The Effect of Cephalosporin Antibiotics on Alcohol Metabolism: A Review

T M Kitson. Alcohol.

Abstract

A review is made of the pharmacological, biochemical and chemical aspects of the unpleasant 'Antabuse-like' reaction that may be induced in drinkers of alcohol by pre-treatment with certain beta-lactam antibiotics with a 1-methyltetrazole-5-thiol sidechain (such as moxalactam, cefamandole and cefoperazone). The symptoms are due to abnormally elevated blood acetaldehyde levels consequent upon the inactivation of hepatic aldehyde dehydrogenase. There is very little direct effect of the antibiotics on this enzyme and therefore it is concluded that a reactive metabolite of the antibiotics' essential sidechain is responsible for the reaction. A likely candidate for this active species is either the symmetrical disulphide 5,5'-dithiobis(1-methyltetrazole) formed by oxidation of 1-methyltetrazole-5-thiol, or the related mixed disulphide, methyl 5-(1-methyltetrazolyl) disulphide.
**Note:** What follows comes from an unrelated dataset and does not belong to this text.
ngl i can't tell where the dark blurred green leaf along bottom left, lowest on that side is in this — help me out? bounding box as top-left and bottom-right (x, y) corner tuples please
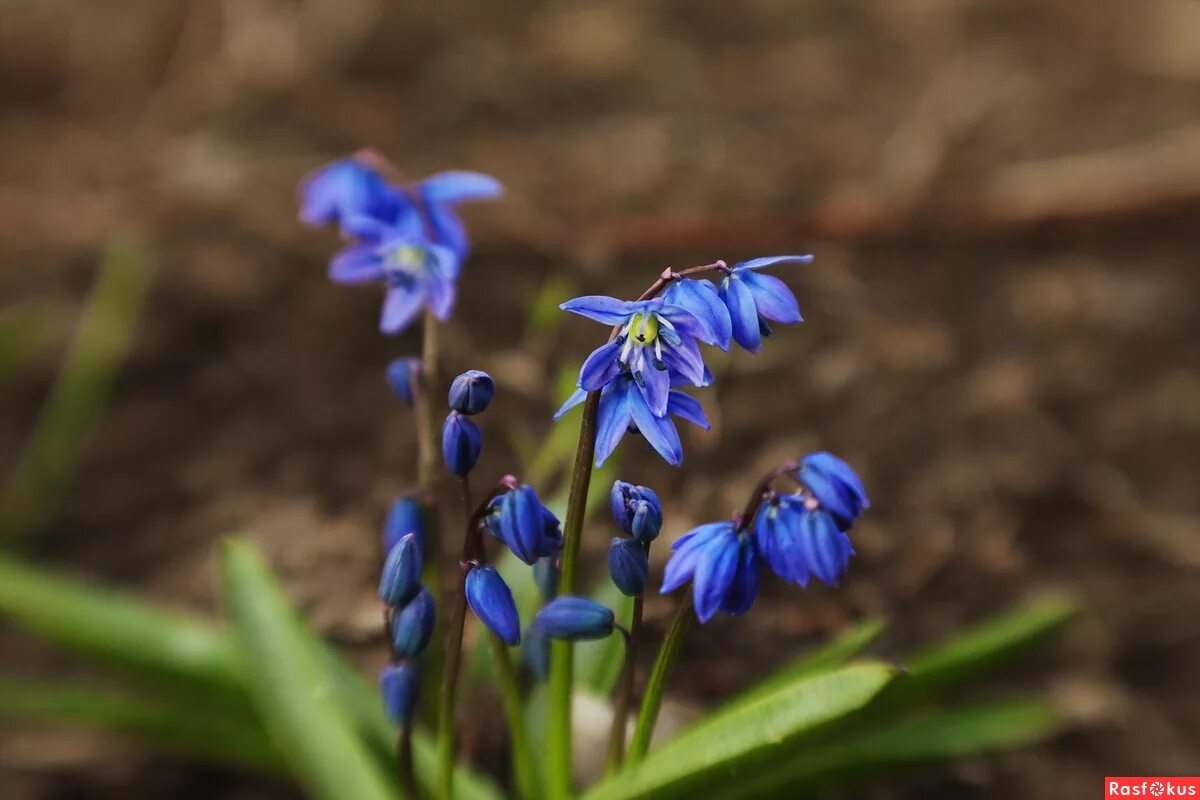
(0, 678), (284, 774)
The first of these is a potent inactivator of cytoplasmic aldehyde dehydrogenase only, the second affects both cytoplasmic and mitochondrial isoenzymes. 1-Methyltetrazole-5-thiol or derivatives have the potential to be used therapeutically as 'anti-alcohol' compounds in the same way as disulfiram (Antabuse) or calcium cyanamide.